A highly site-specific work by Pierre Huyghe, who we’ve admired in class in other contexts. It’s a wall sanding through layers of paint to the wall surface…thereby providing a window to read the passage of time–and from a flat surface! But isn’t it strange to think that if you perform this operation on a tree, rings are exposed that reveal the same passage of time as from a cross-cut section, if you were able to go all the way to the center…? (Although right, not the whole ring as it was formed) An ongoing consideration is how our conventions and tools dictate the kinds of information we receive, and how we receive it.
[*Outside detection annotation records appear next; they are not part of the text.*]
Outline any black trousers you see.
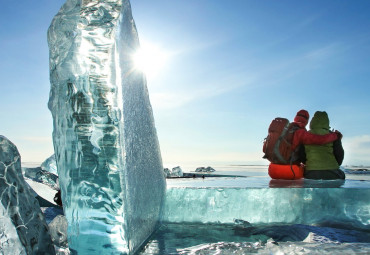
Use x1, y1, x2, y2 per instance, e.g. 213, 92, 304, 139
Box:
304, 169, 346, 180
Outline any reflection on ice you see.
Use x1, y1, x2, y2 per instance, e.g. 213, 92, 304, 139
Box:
140, 224, 370, 255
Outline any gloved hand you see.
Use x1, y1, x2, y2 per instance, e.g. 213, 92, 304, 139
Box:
334, 130, 343, 139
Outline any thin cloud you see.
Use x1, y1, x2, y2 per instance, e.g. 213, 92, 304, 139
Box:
20, 136, 52, 142
343, 135, 370, 165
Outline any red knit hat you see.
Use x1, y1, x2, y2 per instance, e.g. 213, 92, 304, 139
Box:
294, 110, 310, 126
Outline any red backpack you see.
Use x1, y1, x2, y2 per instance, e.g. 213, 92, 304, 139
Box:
262, 118, 299, 164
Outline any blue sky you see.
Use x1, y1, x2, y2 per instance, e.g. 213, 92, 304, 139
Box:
0, 0, 370, 166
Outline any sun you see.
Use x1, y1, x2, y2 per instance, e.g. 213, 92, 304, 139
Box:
133, 43, 169, 79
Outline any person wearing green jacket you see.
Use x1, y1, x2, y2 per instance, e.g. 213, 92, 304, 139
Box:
304, 111, 345, 180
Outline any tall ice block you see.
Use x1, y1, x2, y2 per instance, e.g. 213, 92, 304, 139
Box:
48, 0, 165, 254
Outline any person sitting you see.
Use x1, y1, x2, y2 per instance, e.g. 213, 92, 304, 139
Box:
304, 111, 345, 180
268, 109, 341, 180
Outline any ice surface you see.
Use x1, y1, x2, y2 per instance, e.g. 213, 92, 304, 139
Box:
0, 203, 27, 255
49, 215, 68, 248
195, 166, 216, 173
163, 185, 370, 229
48, 0, 165, 254
164, 166, 184, 178
0, 136, 55, 254
139, 223, 370, 255
22, 167, 59, 190
41, 154, 58, 175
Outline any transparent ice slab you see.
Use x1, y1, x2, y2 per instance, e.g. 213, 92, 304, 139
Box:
48, 0, 165, 254
162, 177, 370, 229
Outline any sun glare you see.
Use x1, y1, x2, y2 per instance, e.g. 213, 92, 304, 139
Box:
133, 43, 168, 79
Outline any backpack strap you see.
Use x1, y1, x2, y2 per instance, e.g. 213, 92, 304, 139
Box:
274, 122, 290, 164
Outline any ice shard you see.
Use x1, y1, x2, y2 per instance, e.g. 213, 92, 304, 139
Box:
0, 135, 55, 255
48, 0, 165, 254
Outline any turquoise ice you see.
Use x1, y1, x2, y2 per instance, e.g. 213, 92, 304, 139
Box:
48, 0, 165, 254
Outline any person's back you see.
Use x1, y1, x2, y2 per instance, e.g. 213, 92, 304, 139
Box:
304, 111, 345, 180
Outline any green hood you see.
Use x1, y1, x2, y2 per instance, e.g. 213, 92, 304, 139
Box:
310, 111, 330, 135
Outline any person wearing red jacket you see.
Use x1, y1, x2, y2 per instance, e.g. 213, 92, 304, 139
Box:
268, 110, 342, 180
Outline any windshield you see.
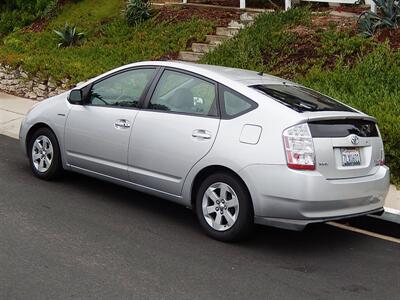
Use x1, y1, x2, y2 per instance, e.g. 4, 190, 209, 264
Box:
250, 84, 354, 112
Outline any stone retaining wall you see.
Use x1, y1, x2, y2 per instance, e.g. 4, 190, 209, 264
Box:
0, 65, 69, 100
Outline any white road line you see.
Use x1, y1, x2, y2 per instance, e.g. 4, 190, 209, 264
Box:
326, 222, 400, 244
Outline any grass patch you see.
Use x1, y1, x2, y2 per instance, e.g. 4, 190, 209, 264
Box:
202, 9, 400, 186
0, 0, 213, 83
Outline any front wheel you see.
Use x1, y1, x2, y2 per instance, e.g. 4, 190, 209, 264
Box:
28, 128, 62, 180
196, 173, 254, 242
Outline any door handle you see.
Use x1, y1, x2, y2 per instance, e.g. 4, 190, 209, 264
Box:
114, 119, 131, 129
192, 129, 211, 140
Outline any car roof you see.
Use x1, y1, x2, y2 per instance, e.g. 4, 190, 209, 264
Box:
125, 61, 291, 86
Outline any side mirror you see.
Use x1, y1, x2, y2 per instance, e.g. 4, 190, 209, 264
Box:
68, 90, 83, 104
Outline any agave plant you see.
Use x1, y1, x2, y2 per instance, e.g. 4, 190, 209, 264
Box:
54, 23, 85, 47
357, 0, 400, 36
This is an inversion, or a 90-degree turn, in any case, that challenges what we think we know about how to know and measure a tree–if you know what I mean…
Allee at human eye level
Presenting the laser scan as a “walk through” raises options of viewership (human? squirrel? spider?) and related issues around range of sight and resolution that consequentially can begin to approximate experience. Or create a new experience…
bound and unbound
bound and unbound
tethered and untethered
which is the body of mediation—the human form or the tree?
do I project myself into his space,
the binding a cruel act against him—
or is it animal attraction to the tree?
is he free there, suspended against gravity
or am I instead the tree,
possibly imposed upon, bearing this unwieldy thing,
so awkward in its limbs and attitude
do we come to equilibrium,
being neither one way nor the other
tool : finding
the relationship of the tool to its corresponding finding
Shigo notes that the lightweight chainsaw made possible longitudinal sections, or dissections, of injured trees; he made over 15,000 in a 25 year span.
He found that the discolored wood varies in size, color, and degree of moisture — and shows a relationship to the external wound.
From the longitudinal application of chainsaw to tree, a very particular internal reality of the tree is revealed — albeit violently. Concepts of discolored and decayed wood and heartwood were subsequently developed — but we humans are still knocking from the outside.